(HedgeCo.Net)— The Securities and Exchange Commission today charged a cardiologist with insider trading on confidential developments as he worked on a clinical drug trial.
The SEC alleges that Dr. Edward Kosinski of Weston, Connecticut, traded in advance of two negative news announcements by Regado Biosciences, which was pursuing a drug called REG-1 to regulate clotting in patients undergoing coronary angioplasty. Kosinski, who served as principal investigator of the drug trial, got advance notice that patient enrollment in the trial was being suspended because patients had experienced severe allergic reactions. He allegedly sold all 40,000 shares of his Regado stock the following day to avoid approximately $160,000 in losses when the news became public and the stock price dropped.

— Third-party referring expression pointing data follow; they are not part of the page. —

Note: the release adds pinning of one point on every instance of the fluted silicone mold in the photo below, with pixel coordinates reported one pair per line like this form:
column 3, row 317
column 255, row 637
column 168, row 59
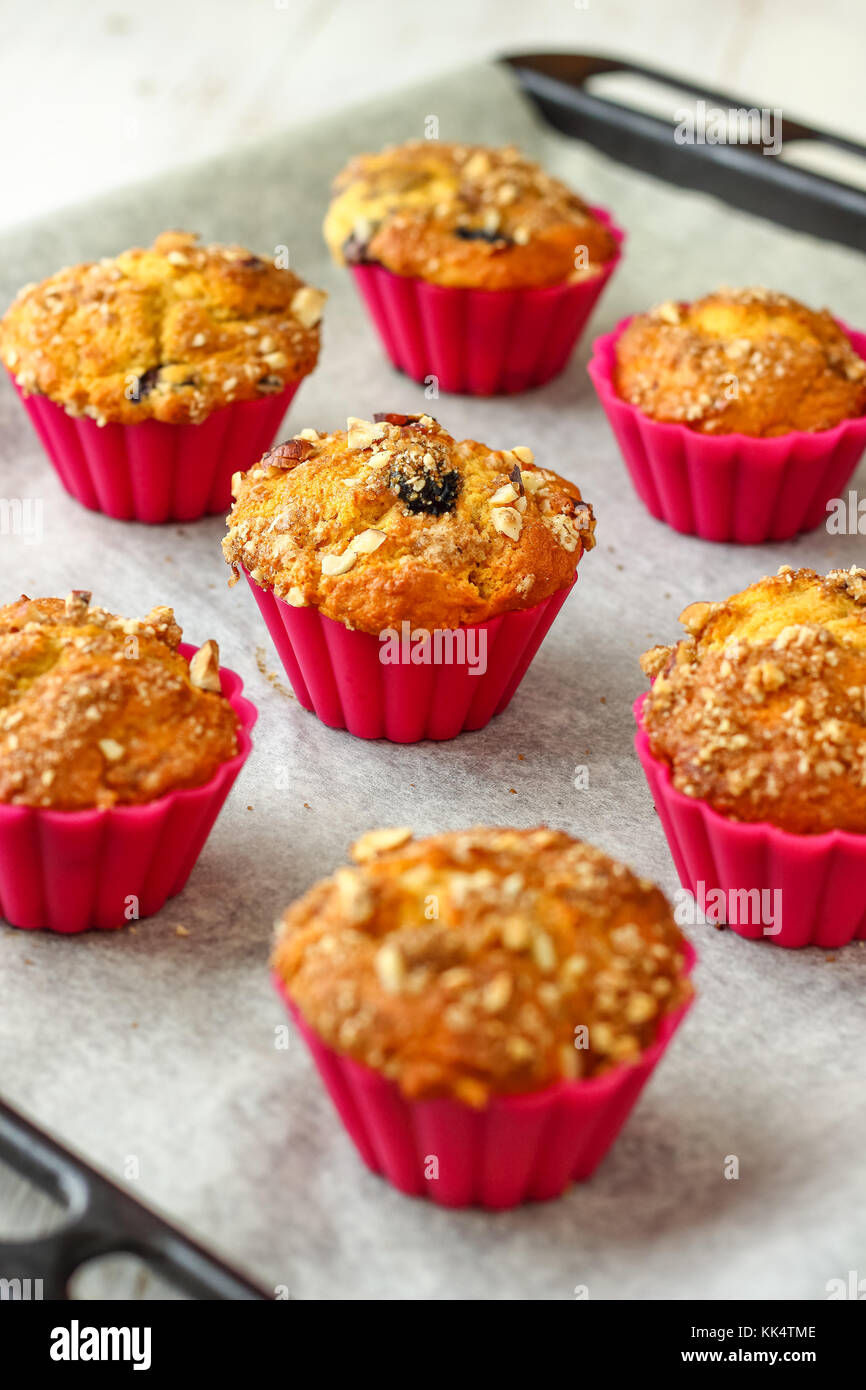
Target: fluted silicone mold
column 481, row 342
column 154, row 471
column 820, row 879
column 337, row 673
column 519, row 1148
column 75, row 869
column 729, row 487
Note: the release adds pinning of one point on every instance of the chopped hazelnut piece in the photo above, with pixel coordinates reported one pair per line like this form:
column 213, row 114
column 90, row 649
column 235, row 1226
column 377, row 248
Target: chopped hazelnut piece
column 378, row 843
column 111, row 749
column 307, row 306
column 205, row 667
column 367, row 541
column 334, row 565
column 78, row 602
column 391, row 968
column 509, row 521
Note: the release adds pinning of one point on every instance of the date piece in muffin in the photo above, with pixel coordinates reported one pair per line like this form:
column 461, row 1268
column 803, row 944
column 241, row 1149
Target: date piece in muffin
column 741, row 362
column 761, row 710
column 171, row 332
column 466, row 217
column 483, row 962
column 102, row 710
column 394, row 520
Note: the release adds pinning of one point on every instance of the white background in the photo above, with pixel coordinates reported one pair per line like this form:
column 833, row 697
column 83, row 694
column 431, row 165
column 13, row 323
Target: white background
column 99, row 93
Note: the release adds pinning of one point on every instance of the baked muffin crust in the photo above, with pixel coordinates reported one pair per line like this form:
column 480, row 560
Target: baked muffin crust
column 463, row 216
column 395, row 520
column 761, row 710
column 741, row 360
column 466, row 963
column 167, row 334
column 102, row 710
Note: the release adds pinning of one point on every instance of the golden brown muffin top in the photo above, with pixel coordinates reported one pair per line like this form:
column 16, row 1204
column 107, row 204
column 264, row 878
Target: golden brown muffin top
column 761, row 710
column 102, row 710
column 394, row 520
column 741, row 362
column 167, row 334
column 481, row 962
column 463, row 216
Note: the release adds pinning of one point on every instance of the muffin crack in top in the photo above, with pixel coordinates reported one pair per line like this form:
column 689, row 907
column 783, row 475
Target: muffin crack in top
column 100, row 710
column 761, row 710
column 464, row 216
column 170, row 334
column 395, row 520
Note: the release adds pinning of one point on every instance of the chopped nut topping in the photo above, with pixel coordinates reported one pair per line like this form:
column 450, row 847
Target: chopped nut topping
column 367, row 541
column 205, row 667
column 378, row 843
column 111, row 749
column 508, row 521
column 334, row 565
column 307, row 306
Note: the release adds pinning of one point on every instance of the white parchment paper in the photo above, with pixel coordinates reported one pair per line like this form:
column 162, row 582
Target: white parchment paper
column 160, row 1048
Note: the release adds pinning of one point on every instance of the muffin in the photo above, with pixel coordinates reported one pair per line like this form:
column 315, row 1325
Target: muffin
column 754, row 740
column 480, row 270
column 117, row 749
column 406, row 577
column 740, row 416
column 793, row 367
column 202, row 345
column 462, row 990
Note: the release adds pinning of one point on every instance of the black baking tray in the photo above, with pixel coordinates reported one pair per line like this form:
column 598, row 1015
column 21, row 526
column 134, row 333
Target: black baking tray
column 103, row 1218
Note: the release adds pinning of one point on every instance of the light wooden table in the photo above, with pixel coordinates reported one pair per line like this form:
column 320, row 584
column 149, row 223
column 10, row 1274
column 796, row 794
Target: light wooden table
column 110, row 92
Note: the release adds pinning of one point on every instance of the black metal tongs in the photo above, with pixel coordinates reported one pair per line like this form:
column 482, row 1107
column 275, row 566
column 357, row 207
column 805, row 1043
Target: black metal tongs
column 102, row 1218
column 560, row 85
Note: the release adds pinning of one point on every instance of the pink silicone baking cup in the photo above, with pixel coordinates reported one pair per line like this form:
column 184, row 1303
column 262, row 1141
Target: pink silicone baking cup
column 154, row 471
column 519, row 1148
column 68, row 870
column 729, row 487
column 822, row 879
column 481, row 342
column 337, row 672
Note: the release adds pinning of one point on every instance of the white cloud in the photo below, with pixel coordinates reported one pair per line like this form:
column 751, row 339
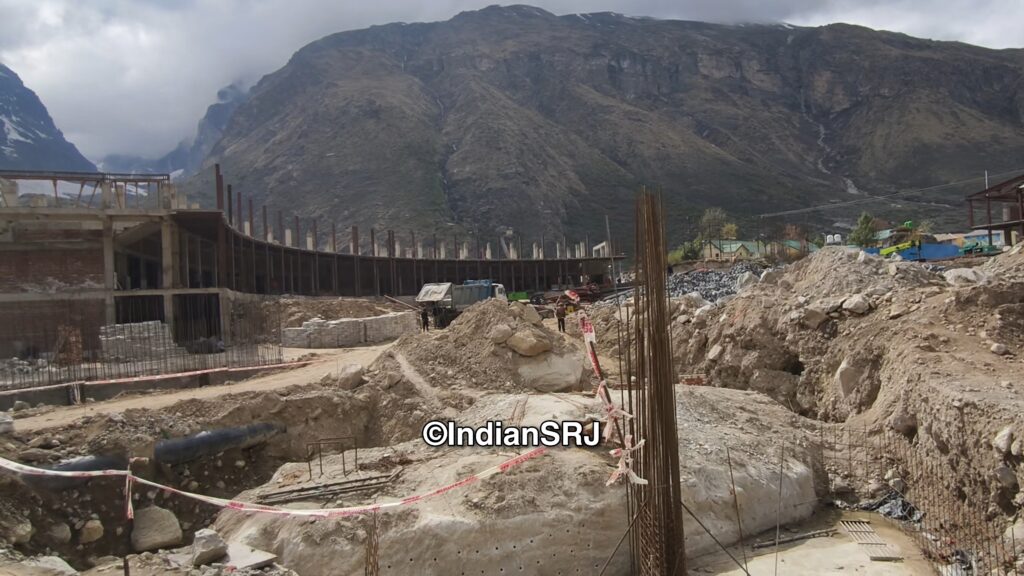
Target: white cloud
column 134, row 76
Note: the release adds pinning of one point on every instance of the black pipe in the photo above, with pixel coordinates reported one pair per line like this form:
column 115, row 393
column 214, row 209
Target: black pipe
column 180, row 450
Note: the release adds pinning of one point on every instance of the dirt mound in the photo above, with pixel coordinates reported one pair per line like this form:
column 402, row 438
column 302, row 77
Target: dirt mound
column 883, row 344
column 295, row 310
column 496, row 345
column 556, row 508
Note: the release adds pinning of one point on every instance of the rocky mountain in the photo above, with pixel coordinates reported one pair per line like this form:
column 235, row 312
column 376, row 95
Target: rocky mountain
column 29, row 139
column 513, row 117
column 186, row 158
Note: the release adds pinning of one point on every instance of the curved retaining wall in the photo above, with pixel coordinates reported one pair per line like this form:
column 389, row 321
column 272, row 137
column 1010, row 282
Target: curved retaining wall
column 318, row 333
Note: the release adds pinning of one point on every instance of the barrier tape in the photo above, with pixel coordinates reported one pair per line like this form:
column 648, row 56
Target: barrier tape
column 613, row 414
column 131, row 480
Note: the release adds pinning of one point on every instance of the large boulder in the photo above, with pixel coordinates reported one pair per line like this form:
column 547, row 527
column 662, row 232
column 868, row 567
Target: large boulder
column 1004, row 441
column 90, row 532
column 155, row 528
column 528, row 342
column 552, row 372
column 208, row 546
column 965, row 276
column 812, row 318
column 857, row 303
column 49, row 565
column 500, row 333
column 744, row 280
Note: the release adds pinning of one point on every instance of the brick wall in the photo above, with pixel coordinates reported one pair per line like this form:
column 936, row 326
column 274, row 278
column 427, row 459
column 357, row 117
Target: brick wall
column 45, row 270
column 33, row 327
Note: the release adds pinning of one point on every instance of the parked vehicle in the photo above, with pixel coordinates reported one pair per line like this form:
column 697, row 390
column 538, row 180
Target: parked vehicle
column 445, row 300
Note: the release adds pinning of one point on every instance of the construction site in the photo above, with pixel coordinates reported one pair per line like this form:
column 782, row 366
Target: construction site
column 188, row 393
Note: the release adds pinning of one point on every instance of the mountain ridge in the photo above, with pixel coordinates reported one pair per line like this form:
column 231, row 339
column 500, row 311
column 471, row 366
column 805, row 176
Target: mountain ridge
column 29, row 138
column 517, row 118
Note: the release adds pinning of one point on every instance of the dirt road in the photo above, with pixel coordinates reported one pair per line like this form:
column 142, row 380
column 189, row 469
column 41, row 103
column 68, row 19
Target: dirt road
column 328, row 361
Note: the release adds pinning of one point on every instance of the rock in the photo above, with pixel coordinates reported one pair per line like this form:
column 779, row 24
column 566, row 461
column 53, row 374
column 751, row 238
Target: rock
column 744, row 280
column 36, row 455
column 528, row 342
column 526, row 312
column 998, row 348
column 857, row 303
column 59, row 533
column 499, row 333
column 1005, row 475
column 155, row 528
column 552, row 372
column 19, row 532
column 391, row 378
column 896, row 312
column 530, row 315
column 812, row 318
column 715, row 353
column 90, row 532
column 50, row 565
column 904, row 422
column 349, row 377
column 1004, row 441
column 965, row 276
column 207, row 546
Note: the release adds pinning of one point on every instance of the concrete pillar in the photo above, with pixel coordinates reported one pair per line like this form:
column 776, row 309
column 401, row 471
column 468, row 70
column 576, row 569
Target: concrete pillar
column 9, row 191
column 105, row 196
column 168, row 248
column 110, row 271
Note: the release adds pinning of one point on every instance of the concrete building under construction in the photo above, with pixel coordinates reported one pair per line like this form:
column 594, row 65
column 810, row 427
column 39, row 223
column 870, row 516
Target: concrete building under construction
column 85, row 252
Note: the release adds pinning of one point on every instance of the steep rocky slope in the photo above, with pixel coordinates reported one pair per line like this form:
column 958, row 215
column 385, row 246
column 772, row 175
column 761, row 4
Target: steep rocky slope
column 29, row 139
column 515, row 117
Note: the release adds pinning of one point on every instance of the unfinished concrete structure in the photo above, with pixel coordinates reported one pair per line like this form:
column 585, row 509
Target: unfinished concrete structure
column 86, row 250
column 1006, row 197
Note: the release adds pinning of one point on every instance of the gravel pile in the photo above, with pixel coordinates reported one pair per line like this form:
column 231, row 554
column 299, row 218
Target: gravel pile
column 713, row 285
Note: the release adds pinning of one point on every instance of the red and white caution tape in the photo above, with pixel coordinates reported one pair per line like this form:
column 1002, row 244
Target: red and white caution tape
column 131, row 479
column 625, row 466
column 614, row 416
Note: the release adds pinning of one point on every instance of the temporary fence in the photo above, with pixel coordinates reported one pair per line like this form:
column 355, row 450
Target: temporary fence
column 71, row 340
column 946, row 516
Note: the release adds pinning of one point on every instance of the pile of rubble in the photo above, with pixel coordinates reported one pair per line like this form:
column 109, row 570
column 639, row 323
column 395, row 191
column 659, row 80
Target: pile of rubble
column 139, row 340
column 320, row 333
column 496, row 345
column 555, row 508
column 851, row 337
column 295, row 311
column 712, row 284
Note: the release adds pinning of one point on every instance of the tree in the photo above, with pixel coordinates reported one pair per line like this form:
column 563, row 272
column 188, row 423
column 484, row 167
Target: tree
column 863, row 234
column 729, row 231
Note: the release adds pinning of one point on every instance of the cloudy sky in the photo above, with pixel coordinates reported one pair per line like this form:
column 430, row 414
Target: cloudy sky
column 135, row 76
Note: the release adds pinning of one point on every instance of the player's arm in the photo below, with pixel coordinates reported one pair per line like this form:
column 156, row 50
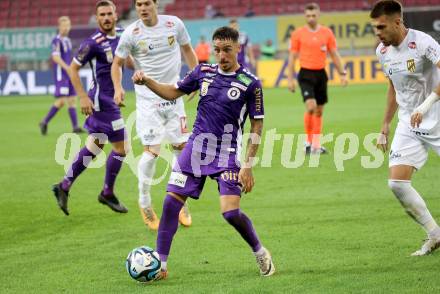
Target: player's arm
column 189, row 55
column 85, row 103
column 166, row 91
column 116, row 72
column 422, row 109
column 245, row 175
column 293, row 56
column 390, row 110
column 337, row 60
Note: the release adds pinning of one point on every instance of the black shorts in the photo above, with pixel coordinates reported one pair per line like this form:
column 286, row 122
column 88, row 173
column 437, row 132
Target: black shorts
column 313, row 85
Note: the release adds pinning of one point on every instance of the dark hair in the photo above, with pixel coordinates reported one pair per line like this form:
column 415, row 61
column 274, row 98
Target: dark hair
column 311, row 6
column 225, row 33
column 386, row 7
column 134, row 2
column 102, row 3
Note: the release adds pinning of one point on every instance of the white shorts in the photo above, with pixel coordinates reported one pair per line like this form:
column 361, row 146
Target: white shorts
column 160, row 120
column 411, row 148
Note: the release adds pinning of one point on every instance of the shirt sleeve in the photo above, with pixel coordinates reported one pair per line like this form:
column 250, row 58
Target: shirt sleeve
column 183, row 37
column 124, row 45
column 255, row 103
column 294, row 42
column 190, row 82
column 56, row 47
column 331, row 43
column 85, row 53
column 431, row 50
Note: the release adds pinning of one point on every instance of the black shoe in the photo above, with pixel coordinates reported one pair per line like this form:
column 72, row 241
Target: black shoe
column 78, row 130
column 62, row 197
column 112, row 202
column 43, row 128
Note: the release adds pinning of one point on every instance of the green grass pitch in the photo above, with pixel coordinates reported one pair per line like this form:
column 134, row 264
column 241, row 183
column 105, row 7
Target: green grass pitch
column 328, row 231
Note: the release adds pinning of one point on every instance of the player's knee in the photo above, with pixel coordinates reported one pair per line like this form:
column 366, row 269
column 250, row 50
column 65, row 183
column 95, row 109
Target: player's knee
column 178, row 146
column 232, row 216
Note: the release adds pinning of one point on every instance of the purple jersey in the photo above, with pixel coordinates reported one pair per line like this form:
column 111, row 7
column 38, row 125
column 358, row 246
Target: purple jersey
column 244, row 44
column 226, row 99
column 61, row 46
column 98, row 51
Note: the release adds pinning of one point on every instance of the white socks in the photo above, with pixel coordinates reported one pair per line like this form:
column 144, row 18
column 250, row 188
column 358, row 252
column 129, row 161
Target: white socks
column 146, row 170
column 414, row 205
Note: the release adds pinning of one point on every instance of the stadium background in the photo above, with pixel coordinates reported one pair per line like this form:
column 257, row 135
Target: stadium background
column 329, row 231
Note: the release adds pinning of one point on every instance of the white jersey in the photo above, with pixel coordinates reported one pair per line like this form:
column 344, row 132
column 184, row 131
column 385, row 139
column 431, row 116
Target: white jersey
column 155, row 50
column 412, row 67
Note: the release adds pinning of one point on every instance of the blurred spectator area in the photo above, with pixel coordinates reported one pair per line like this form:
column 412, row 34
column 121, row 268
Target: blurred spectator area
column 33, row 13
column 193, row 9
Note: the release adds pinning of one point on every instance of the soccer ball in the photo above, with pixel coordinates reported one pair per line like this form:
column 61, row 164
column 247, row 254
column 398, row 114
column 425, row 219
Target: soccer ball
column 143, row 264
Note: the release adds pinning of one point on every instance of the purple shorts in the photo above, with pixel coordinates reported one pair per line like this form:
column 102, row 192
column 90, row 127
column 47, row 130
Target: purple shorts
column 111, row 125
column 186, row 184
column 64, row 88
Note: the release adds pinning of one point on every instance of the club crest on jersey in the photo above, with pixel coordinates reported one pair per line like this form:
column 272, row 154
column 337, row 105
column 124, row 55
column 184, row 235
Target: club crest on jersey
column 204, row 88
column 411, row 65
column 109, row 54
column 412, row 45
column 234, row 93
column 244, row 79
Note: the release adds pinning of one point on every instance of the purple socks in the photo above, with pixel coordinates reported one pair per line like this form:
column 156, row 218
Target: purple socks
column 244, row 226
column 167, row 226
column 113, row 166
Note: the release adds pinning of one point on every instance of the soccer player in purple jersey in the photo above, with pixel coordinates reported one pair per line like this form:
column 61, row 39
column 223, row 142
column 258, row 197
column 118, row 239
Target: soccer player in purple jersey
column 246, row 55
column 104, row 122
column 228, row 94
column 64, row 91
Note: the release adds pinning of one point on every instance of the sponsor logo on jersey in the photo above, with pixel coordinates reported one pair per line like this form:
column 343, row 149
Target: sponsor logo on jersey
column 412, row 45
column 207, row 68
column 234, row 93
column 240, row 86
column 178, row 179
column 411, row 65
column 244, row 79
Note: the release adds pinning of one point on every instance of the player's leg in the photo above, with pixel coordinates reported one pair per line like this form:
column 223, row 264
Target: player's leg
column 177, row 134
column 408, row 153
column 307, row 90
column 146, row 171
column 113, row 166
column 71, row 103
column 82, row 160
column 230, row 191
column 57, row 105
column 321, row 100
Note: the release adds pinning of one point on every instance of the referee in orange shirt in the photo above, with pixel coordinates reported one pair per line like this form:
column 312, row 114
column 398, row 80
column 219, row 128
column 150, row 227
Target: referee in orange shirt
column 311, row 44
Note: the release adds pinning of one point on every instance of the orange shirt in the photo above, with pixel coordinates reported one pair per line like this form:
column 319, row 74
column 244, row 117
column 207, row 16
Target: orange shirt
column 312, row 46
column 203, row 51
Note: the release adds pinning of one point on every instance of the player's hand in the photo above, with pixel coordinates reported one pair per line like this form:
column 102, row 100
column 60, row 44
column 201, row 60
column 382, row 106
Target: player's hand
column 119, row 97
column 291, row 85
column 86, row 105
column 416, row 119
column 138, row 78
column 382, row 140
column 246, row 179
column 344, row 80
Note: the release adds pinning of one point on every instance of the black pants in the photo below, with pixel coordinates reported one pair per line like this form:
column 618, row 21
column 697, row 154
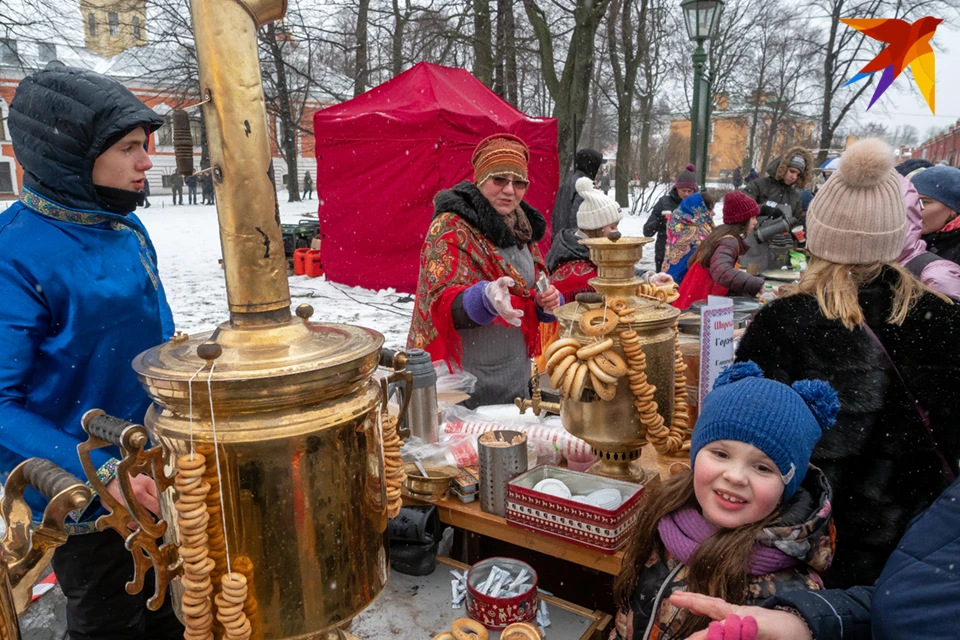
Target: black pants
column 93, row 570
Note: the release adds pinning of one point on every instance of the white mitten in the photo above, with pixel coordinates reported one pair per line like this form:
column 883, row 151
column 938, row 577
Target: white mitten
column 498, row 293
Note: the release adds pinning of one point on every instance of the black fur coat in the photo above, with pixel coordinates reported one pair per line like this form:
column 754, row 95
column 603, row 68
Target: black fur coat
column 878, row 457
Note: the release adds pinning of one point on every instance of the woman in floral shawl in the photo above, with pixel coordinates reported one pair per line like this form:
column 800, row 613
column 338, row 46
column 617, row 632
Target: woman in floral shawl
column 477, row 305
column 687, row 227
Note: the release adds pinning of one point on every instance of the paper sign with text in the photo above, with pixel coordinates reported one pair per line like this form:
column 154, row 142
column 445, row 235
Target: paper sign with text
column 716, row 341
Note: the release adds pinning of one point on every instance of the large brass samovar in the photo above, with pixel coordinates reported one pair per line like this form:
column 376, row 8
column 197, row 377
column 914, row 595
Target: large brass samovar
column 291, row 406
column 613, row 427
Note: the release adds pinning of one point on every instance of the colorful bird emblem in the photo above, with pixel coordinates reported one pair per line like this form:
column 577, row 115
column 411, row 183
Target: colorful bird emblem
column 908, row 44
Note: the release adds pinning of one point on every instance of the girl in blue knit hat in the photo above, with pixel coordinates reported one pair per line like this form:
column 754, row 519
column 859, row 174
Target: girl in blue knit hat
column 750, row 518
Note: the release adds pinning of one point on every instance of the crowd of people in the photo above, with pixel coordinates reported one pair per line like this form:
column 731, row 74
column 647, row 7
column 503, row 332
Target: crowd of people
column 821, row 500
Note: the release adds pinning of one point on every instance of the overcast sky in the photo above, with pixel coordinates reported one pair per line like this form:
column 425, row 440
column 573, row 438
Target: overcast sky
column 903, row 104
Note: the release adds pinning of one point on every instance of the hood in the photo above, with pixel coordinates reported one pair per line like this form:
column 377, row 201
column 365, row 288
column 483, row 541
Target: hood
column 778, row 167
column 566, row 247
column 805, row 530
column 60, row 120
column 913, row 246
column 466, row 201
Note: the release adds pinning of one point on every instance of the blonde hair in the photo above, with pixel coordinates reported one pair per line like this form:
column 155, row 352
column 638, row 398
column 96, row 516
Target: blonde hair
column 836, row 288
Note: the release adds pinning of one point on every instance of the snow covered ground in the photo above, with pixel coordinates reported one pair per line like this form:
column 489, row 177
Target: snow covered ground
column 188, row 250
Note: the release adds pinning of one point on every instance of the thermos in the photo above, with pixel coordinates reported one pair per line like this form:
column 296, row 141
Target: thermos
column 422, row 418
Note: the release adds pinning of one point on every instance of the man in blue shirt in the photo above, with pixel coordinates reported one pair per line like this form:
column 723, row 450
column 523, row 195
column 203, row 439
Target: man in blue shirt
column 81, row 297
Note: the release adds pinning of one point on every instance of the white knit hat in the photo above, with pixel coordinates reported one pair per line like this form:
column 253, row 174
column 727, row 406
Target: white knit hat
column 597, row 210
column 859, row 216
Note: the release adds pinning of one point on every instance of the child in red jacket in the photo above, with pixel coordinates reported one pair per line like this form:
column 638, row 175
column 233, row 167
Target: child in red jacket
column 714, row 267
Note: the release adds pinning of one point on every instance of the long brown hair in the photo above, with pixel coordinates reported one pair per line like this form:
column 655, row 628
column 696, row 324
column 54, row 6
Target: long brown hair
column 719, row 567
column 704, row 252
column 836, row 288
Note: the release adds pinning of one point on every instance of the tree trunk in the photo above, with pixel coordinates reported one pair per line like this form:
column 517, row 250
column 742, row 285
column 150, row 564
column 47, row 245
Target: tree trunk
column 400, row 22
column 510, row 52
column 360, row 69
column 482, row 46
column 290, row 128
column 571, row 91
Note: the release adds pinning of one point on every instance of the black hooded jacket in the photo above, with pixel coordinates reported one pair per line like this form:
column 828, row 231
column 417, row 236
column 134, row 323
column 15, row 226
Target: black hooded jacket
column 60, row 121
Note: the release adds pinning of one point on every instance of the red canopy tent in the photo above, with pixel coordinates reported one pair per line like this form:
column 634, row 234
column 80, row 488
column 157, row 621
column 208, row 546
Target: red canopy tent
column 382, row 156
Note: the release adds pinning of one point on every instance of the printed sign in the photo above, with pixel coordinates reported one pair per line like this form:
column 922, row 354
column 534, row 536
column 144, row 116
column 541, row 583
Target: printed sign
column 716, row 341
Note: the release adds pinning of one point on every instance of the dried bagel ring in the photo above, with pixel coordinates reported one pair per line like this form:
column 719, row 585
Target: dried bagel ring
column 467, row 629
column 560, row 344
column 580, row 383
column 606, row 325
column 618, row 305
column 191, row 462
column 597, row 372
column 605, row 391
column 556, row 379
column 611, row 362
column 585, row 353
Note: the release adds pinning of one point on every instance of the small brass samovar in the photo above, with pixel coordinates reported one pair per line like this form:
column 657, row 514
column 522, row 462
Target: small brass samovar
column 24, row 554
column 613, row 427
column 291, row 407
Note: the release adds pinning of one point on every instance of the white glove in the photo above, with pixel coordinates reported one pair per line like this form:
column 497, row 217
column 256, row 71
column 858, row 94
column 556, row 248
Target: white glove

A month later, Kosinski received advance notice that enrollment would be permanently halted because a patient had died, and he profited through options trades by betting the stock price would drop again. Kosinski allegedly made more than $3,000 when he exercised the options after the company’s stock fell by 60 percent upon the negative news.
“We allege that Dr. Kosinski illegally sold all of his stock in the company to avoid thousands of dollars in losses when the bad news came out,” said Joseph Sansone, Co-Chief of the SEC Enforcement Division’s Market Abuse Unit. “Not content with avoiding heavy losses, Kosinski allegedly further enriched himself by placing options trades to profit when the company’s stock price dropped again on more bad news.”
In a parallel case, the U.S. Attorney’s Office for the District of Connecticut today announced criminal charges against Kosinski.
The SEC’s complaint filed in federal court in Connecticut charges Kosinski with violating antifraud provisions of the federal securities laws and related rules.